Benefits and application of the findings
There are ample opportunities within the sugarcane producing industry to reduce pollutant exports to the Great Barrier Reef (GBR) lagoon. These opportunities include, but are not limited to, implementing management practices such as modifying nutrient application rates and methods, reducing tillage, and trapping sediment. However, implementing a process of management change across the farming system often requires substantial capital investment combined with the uptake of additional operational expertise and time spent managing the process itself. Hence, the main objective of the research in this component of the RRRD039 project is to evaluate the financial-economic implications for landholders when changing their management practices to those that have the potential to reduce the loss of sediment and nutrients to the GBR lagoon. This research builds on previous economic work undertaken using single representative farms by taking into account the unique aspects of each region, such as the heterogeneity (variability) in soil types, climatic zones, and farm sizes.

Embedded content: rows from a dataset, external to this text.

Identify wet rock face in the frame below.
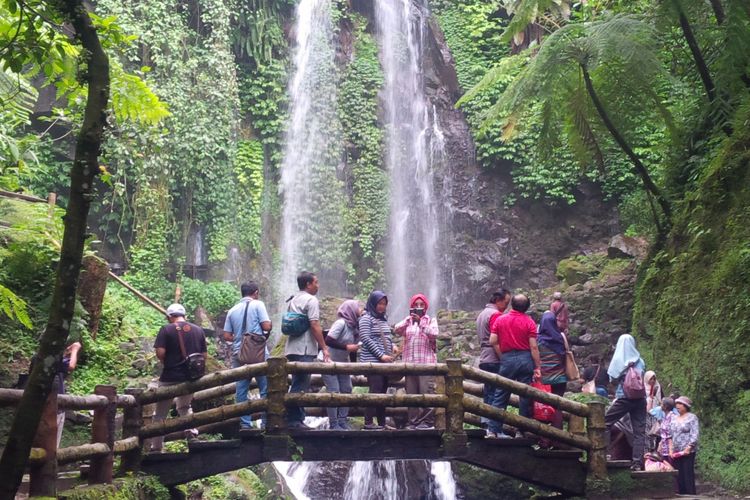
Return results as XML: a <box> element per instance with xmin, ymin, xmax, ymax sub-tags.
<box><xmin>420</xmin><ymin>11</ymin><xmax>619</xmax><ymax>310</ymax></box>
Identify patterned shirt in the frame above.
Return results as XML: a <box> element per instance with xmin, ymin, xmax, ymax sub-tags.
<box><xmin>394</xmin><ymin>315</ymin><xmax>439</xmax><ymax>364</ymax></box>
<box><xmin>668</xmin><ymin>412</ymin><xmax>700</xmax><ymax>453</ymax></box>
<box><xmin>358</xmin><ymin>313</ymin><xmax>393</xmax><ymax>363</ymax></box>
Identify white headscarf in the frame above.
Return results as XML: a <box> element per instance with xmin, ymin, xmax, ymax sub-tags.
<box><xmin>607</xmin><ymin>334</ymin><xmax>642</xmax><ymax>380</ymax></box>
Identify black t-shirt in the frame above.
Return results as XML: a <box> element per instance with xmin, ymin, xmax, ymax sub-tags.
<box><xmin>154</xmin><ymin>321</ymin><xmax>207</xmax><ymax>382</ymax></box>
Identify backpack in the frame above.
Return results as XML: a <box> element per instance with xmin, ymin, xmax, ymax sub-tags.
<box><xmin>176</xmin><ymin>323</ymin><xmax>205</xmax><ymax>381</ymax></box>
<box><xmin>622</xmin><ymin>362</ymin><xmax>646</xmax><ymax>399</ymax></box>
<box><xmin>281</xmin><ymin>295</ymin><xmax>310</xmax><ymax>337</ymax></box>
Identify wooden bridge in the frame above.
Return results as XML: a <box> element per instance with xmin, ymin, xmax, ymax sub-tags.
<box><xmin>1</xmin><ymin>358</ymin><xmax>611</xmax><ymax>497</ymax></box>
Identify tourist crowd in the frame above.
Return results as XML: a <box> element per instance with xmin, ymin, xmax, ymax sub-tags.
<box><xmin>149</xmin><ymin>271</ymin><xmax>698</xmax><ymax>495</ymax></box>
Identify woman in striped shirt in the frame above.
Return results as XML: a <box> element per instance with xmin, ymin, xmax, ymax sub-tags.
<box><xmin>359</xmin><ymin>290</ymin><xmax>395</xmax><ymax>430</ymax></box>
<box><xmin>394</xmin><ymin>293</ymin><xmax>439</xmax><ymax>429</ymax></box>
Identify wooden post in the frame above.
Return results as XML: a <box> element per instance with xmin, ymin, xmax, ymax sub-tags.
<box><xmin>89</xmin><ymin>385</ymin><xmax>116</xmax><ymax>484</ymax></box>
<box><xmin>119</xmin><ymin>388</ymin><xmax>143</xmax><ymax>474</ymax></box>
<box><xmin>442</xmin><ymin>359</ymin><xmax>466</xmax><ymax>455</ymax></box>
<box><xmin>568</xmin><ymin>413</ymin><xmax>586</xmax><ymax>439</ymax></box>
<box><xmin>29</xmin><ymin>390</ymin><xmax>58</xmax><ymax>497</ymax></box>
<box><xmin>263</xmin><ymin>357</ymin><xmax>290</xmax><ymax>461</ymax></box>
<box><xmin>434</xmin><ymin>373</ymin><xmax>446</xmax><ymax>430</ymax></box>
<box><xmin>265</xmin><ymin>357</ymin><xmax>287</xmax><ymax>433</ymax></box>
<box><xmin>586</xmin><ymin>401</ymin><xmax>609</xmax><ymax>493</ymax></box>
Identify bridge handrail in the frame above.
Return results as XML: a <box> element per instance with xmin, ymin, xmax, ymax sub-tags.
<box><xmin>0</xmin><ymin>388</ymin><xmax>136</xmax><ymax>410</ymax></box>
<box><xmin>138</xmin><ymin>362</ymin><xmax>269</xmax><ymax>404</ymax></box>
<box><xmin>286</xmin><ymin>361</ymin><xmax>449</xmax><ymax>376</ymax></box>
<box><xmin>461</xmin><ymin>365</ymin><xmax>590</xmax><ymax>417</ymax></box>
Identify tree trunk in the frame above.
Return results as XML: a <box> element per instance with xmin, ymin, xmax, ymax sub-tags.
<box><xmin>671</xmin><ymin>0</ymin><xmax>717</xmax><ymax>103</ymax></box>
<box><xmin>708</xmin><ymin>0</ymin><xmax>726</xmax><ymax>24</ymax></box>
<box><xmin>0</xmin><ymin>1</ymin><xmax>109</xmax><ymax>497</ymax></box>
<box><xmin>580</xmin><ymin>65</ymin><xmax>672</xmax><ymax>226</ymax></box>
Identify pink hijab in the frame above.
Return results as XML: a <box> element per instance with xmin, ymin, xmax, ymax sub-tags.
<box><xmin>337</xmin><ymin>299</ymin><xmax>361</xmax><ymax>329</ymax></box>
<box><xmin>410</xmin><ymin>294</ymin><xmax>429</xmax><ymax>313</ymax></box>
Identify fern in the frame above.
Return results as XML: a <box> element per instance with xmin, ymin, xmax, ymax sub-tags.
<box><xmin>500</xmin><ymin>0</ymin><xmax>572</xmax><ymax>44</ymax></box>
<box><xmin>0</xmin><ymin>283</ymin><xmax>32</xmax><ymax>329</ymax></box>
<box><xmin>110</xmin><ymin>61</ymin><xmax>170</xmax><ymax>126</ymax></box>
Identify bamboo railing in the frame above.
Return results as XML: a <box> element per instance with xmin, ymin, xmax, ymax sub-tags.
<box><xmin>9</xmin><ymin>356</ymin><xmax>607</xmax><ymax>495</ymax></box>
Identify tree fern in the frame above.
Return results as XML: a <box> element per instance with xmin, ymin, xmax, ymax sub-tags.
<box><xmin>500</xmin><ymin>0</ymin><xmax>573</xmax><ymax>44</ymax></box>
<box><xmin>0</xmin><ymin>283</ymin><xmax>32</xmax><ymax>329</ymax></box>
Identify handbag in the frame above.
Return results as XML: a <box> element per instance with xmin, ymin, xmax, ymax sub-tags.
<box><xmin>582</xmin><ymin>364</ymin><xmax>599</xmax><ymax>394</ymax></box>
<box><xmin>531</xmin><ymin>381</ymin><xmax>556</xmax><ymax>423</ymax></box>
<box><xmin>176</xmin><ymin>323</ymin><xmax>205</xmax><ymax>380</ymax></box>
<box><xmin>237</xmin><ymin>302</ymin><xmax>268</xmax><ymax>365</ymax></box>
<box><xmin>561</xmin><ymin>333</ymin><xmax>580</xmax><ymax>380</ymax></box>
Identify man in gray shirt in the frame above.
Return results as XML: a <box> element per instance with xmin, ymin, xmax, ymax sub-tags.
<box><xmin>476</xmin><ymin>289</ymin><xmax>510</xmax><ymax>438</ymax></box>
<box><xmin>285</xmin><ymin>271</ymin><xmax>330</xmax><ymax>429</ymax></box>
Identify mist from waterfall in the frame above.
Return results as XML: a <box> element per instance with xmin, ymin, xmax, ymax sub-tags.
<box><xmin>376</xmin><ymin>0</ymin><xmax>447</xmax><ymax>319</ymax></box>
<box><xmin>278</xmin><ymin>0</ymin><xmax>346</xmax><ymax>307</ymax></box>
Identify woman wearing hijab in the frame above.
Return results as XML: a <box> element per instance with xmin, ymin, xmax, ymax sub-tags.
<box><xmin>394</xmin><ymin>293</ymin><xmax>439</xmax><ymax>429</ymax></box>
<box><xmin>359</xmin><ymin>291</ymin><xmax>396</xmax><ymax>430</ymax></box>
<box><xmin>537</xmin><ymin>310</ymin><xmax>567</xmax><ymax>431</ymax></box>
<box><xmin>668</xmin><ymin>396</ymin><xmax>699</xmax><ymax>494</ymax></box>
<box><xmin>322</xmin><ymin>299</ymin><xmax>361</xmax><ymax>430</ymax></box>
<box><xmin>605</xmin><ymin>334</ymin><xmax>648</xmax><ymax>471</ymax></box>
<box><xmin>644</xmin><ymin>370</ymin><xmax>663</xmax><ymax>412</ymax></box>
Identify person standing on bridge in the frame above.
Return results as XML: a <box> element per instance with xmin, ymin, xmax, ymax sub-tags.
<box><xmin>490</xmin><ymin>293</ymin><xmax>542</xmax><ymax>438</ymax></box>
<box><xmin>359</xmin><ymin>290</ymin><xmax>396</xmax><ymax>430</ymax></box>
<box><xmin>148</xmin><ymin>304</ymin><xmax>206</xmax><ymax>453</ymax></box>
<box><xmin>605</xmin><ymin>334</ymin><xmax>647</xmax><ymax>471</ymax></box>
<box><xmin>537</xmin><ymin>309</ymin><xmax>568</xmax><ymax>432</ymax></box>
<box><xmin>223</xmin><ymin>282</ymin><xmax>272</xmax><ymax>430</ymax></box>
<box><xmin>475</xmin><ymin>289</ymin><xmax>511</xmax><ymax>438</ymax></box>
<box><xmin>285</xmin><ymin>271</ymin><xmax>330</xmax><ymax>430</ymax></box>
<box><xmin>394</xmin><ymin>293</ymin><xmax>439</xmax><ymax>429</ymax></box>
<box><xmin>550</xmin><ymin>291</ymin><xmax>569</xmax><ymax>334</ymax></box>
<box><xmin>322</xmin><ymin>299</ymin><xmax>361</xmax><ymax>430</ymax></box>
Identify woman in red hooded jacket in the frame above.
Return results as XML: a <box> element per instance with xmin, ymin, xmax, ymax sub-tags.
<box><xmin>394</xmin><ymin>294</ymin><xmax>439</xmax><ymax>429</ymax></box>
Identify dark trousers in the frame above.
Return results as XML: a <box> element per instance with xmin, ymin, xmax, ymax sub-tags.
<box><xmin>286</xmin><ymin>354</ymin><xmax>315</xmax><ymax>423</ymax></box>
<box><xmin>405</xmin><ymin>375</ymin><xmax>435</xmax><ymax>427</ymax></box>
<box><xmin>550</xmin><ymin>383</ymin><xmax>566</xmax><ymax>430</ymax></box>
<box><xmin>605</xmin><ymin>397</ymin><xmax>647</xmax><ymax>464</ymax></box>
<box><xmin>495</xmin><ymin>350</ymin><xmax>534</xmax><ymax>429</ymax></box>
<box><xmin>479</xmin><ymin>362</ymin><xmax>502</xmax><ymax>434</ymax></box>
<box><xmin>673</xmin><ymin>453</ymin><xmax>696</xmax><ymax>494</ymax></box>
<box><xmin>365</xmin><ymin>374</ymin><xmax>388</xmax><ymax>426</ymax></box>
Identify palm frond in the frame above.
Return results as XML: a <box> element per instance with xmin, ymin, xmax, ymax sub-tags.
<box><xmin>568</xmin><ymin>79</ymin><xmax>605</xmax><ymax>172</ymax></box>
<box><xmin>500</xmin><ymin>0</ymin><xmax>571</xmax><ymax>44</ymax></box>
<box><xmin>0</xmin><ymin>70</ymin><xmax>37</xmax><ymax>129</ymax></box>
<box><xmin>455</xmin><ymin>52</ymin><xmax>528</xmax><ymax>107</ymax></box>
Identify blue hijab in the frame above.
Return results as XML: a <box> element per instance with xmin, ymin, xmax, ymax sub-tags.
<box><xmin>607</xmin><ymin>334</ymin><xmax>642</xmax><ymax>380</ymax></box>
<box><xmin>365</xmin><ymin>290</ymin><xmax>388</xmax><ymax>321</ymax></box>
<box><xmin>538</xmin><ymin>311</ymin><xmax>566</xmax><ymax>355</ymax></box>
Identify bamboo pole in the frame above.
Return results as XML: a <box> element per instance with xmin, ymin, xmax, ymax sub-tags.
<box><xmin>107</xmin><ymin>271</ymin><xmax>167</xmax><ymax>316</ymax></box>
<box><xmin>462</xmin><ymin>395</ymin><xmax>591</xmax><ymax>450</ymax></box>
<box><xmin>57</xmin><ymin>443</ymin><xmax>111</xmax><ymax>465</ymax></box>
<box><xmin>138</xmin><ymin>362</ymin><xmax>269</xmax><ymax>404</ymax></box>
<box><xmin>286</xmin><ymin>361</ymin><xmax>449</xmax><ymax>376</ymax></box>
<box><xmin>0</xmin><ymin>189</ymin><xmax>47</xmax><ymax>203</ymax></box>
<box><xmin>462</xmin><ymin>365</ymin><xmax>589</xmax><ymax>417</ymax></box>
<box><xmin>284</xmin><ymin>392</ymin><xmax>447</xmax><ymax>408</ymax></box>
<box><xmin>163</xmin><ymin>418</ymin><xmax>242</xmax><ymax>442</ymax></box>
<box><xmin>192</xmin><ymin>383</ymin><xmax>236</xmax><ymax>402</ymax></box>
<box><xmin>266</xmin><ymin>357</ymin><xmax>288</xmax><ymax>433</ymax></box>
<box><xmin>139</xmin><ymin>399</ymin><xmax>267</xmax><ymax>439</ymax></box>
<box><xmin>113</xmin><ymin>437</ymin><xmax>140</xmax><ymax>454</ymax></box>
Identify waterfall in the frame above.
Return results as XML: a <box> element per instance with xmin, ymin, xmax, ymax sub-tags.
<box><xmin>376</xmin><ymin>0</ymin><xmax>448</xmax><ymax>319</ymax></box>
<box><xmin>278</xmin><ymin>0</ymin><xmax>347</xmax><ymax>303</ymax></box>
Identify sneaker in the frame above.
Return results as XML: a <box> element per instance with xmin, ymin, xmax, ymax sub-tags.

The information generated from this research is relevant to the interests of numerous stakeholders, including:

  • Landholders who are considering implementing changed practices and thus seeking to understand the potential financial-economic and environmental consequences associated with that change;
  • Extension officers who aim to focus attention upon win-win practice changes;
  • NRM regional bodies considering potential mechanisms to support (win-win, as well as) win-lose options;
  • Policy makers who seek to understand the potential, direct private financial consequences of targeting improvement in water quality; and
  • Researchers who seek to understand the trade-offs associated with practice change with a view to developing new technologies with potential for win-win outcomes.

Future directions
A number of potential avenues for future research are created by this work. First, while only a limited number of nutrient management practices have been subject to investigation, others may exist with the potential to achieve greater improvements in water quality. It will be interesting to determine the on-ground implications of any new technologies including profitability and water quality outcomes. Second, further research could be undertaken using a different approach, whereby actual nutrient efficiency targets are developed to determine the required practice change to achieve a desired level of water quality. Moreover, what are the economic implications of achieving these targets via any particular strategy? Here an understanding of the relative costs and benefits, in social and institutional terms as well as financial and economic terms, of different delivery strategies (e.g. individualised, group-based, industry-based) could be ascertained to improve program implementation in different regional contexts. Third, the impact of a change in industry structure (size of farms, location and number of farms) on water quality could be investigated. Finally, given the level of heterogeneity between and within regions, spatial targeting is likely to lead to the most cost-efficient way of improving water quality while maintaining a healthy industry. Accordingly, the information presented through this research can be further used to evaluate and monitor cost-effective policy instruments, institutional settings, delivery mechanisms, and ways of targeting local community support to achieve desirable water quality levels emanating from a heterogeneous industry and landscape.